Well I'm not. Not stellar, not ballsy. Today I am being a complete baby, but yesterday it was even worse. I quit at something for only the second time in the last 3 years. I've endured MRI's with needles (I'm screamingly claustrophobic with a pretty bad needle phobia) and lights which left me looking sunburnt. I've walked out the house in clothing I would have rather have burnt not so long ago in the interests of being appropriately dressed for 'sport'. I've hauled my ass up climbs sticking to my rule of no damn walking. I've ridden over truck loads of dumped loose stone and stayed on, I've not touched my brakes for 10 minutes on descents, I've jumped my bike, I've ridden alone and managed to stop constantly looking over my shoulder.

Yesterday I quit because I couldn't take it and I am upset about it, damn it, and frustrated and angry at myself for making bad judgement upon bad judgement leaving me in the situation in the first place which I should have known better than to land myself in.

It wouldn't have perhaps been so bad if the same thing but differently hadn't happened at Dalby (who, incidentally, have resolutely ignored my rather irritated email to them explaining that the A5 sign which was their brief nod to people with mobility problems who had the audacity to want to watch a British World Cup event was woefully inadequate). I didn't quit then even though I cried. Yesterday was just insane.

And of course now I'm thinking, what happens if I get one of the 20 random symptoms completely out of the blue on my canal ride. What happens? What happens if I can't carry on and I have to make the judgement call? Even if it's the right one, can I cope with the explanations, the nagging suspicion that no one will actually understand how bad it has to have got for me to quit these days, that I am not the person I once was who quit at the first sign of trouble, that pain that makes me cry and numb dead legs aren't enough to make me quit but that if I can't think, if I can't string a sentence together, it's just not safe - that physical failure is easy to continue through but it's the mental vagueness which I simply cannot conquer through sheer will and determination because if anything happens I simply wont be able to think fast enough to deal with it......I can't explain brain fog to anyone. I've tried and I've tried and it's impossible. It's something akin to being stoned, I think, when you desperately desperately do not want to be, haven't chosen to be, and really absolutely need to not be in the next 5 minutes or something very very bad will happen.
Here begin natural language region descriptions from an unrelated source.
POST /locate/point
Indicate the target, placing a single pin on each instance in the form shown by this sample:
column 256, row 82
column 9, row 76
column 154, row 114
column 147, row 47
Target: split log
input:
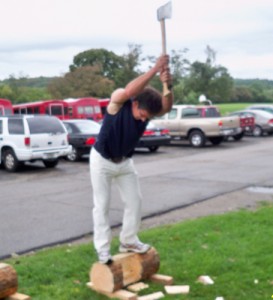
column 126, row 268
column 8, row 280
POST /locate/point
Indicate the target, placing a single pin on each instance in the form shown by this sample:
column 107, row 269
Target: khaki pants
column 103, row 172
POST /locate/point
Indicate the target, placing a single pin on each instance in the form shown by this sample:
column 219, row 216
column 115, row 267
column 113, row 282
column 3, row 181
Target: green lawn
column 234, row 249
column 230, row 107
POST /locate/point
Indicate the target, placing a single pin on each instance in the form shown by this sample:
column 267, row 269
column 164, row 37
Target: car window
column 45, row 125
column 190, row 113
column 16, row 126
column 88, row 127
column 172, row 114
column 68, row 127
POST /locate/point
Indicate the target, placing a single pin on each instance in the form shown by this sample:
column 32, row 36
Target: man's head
column 147, row 104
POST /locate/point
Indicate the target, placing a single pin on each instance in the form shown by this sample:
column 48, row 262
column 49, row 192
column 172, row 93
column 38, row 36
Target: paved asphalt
column 42, row 207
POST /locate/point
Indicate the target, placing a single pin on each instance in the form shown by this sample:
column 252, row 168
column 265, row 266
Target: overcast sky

I can work through it, of course I can, simply reorganising the easy stuff to coincide with the time of day it usually hits, but yesterday wasn't at the usual time and it was so out of the blue and I don't know what triggered it, have lost absolutely lost track of what happened yesterday, don't understand how it all got out of hand so quickly, how I didn't see it coming.

The rational part of me knows that it was a lethal combination of a stressful and tiring week at work, accidentally drinking 7 cans of Red Bull thanks to bottles of the stuff not cans, too much heat, my broken thermostat meaning I was in a t-shirt on Friday while everyone else was in windcheaters, a 2am bed time, the hilliest festival arena I've ever had the displeasure to meet, and a terribly nights sleep in the Premier Inn we stayed in.

I'm a girl. I'm not always rational.

There's a ride around Rivington tomorrow with my name on it. I've no idea if it's inside my skill level or miles outside of it. I don't actually care, as long as the fog fairy doesn't come and visit, because she's the only one who can mess my plans up. The physical stuff is a walk in the park, but that fairy needs shooting. And I don't have the gun.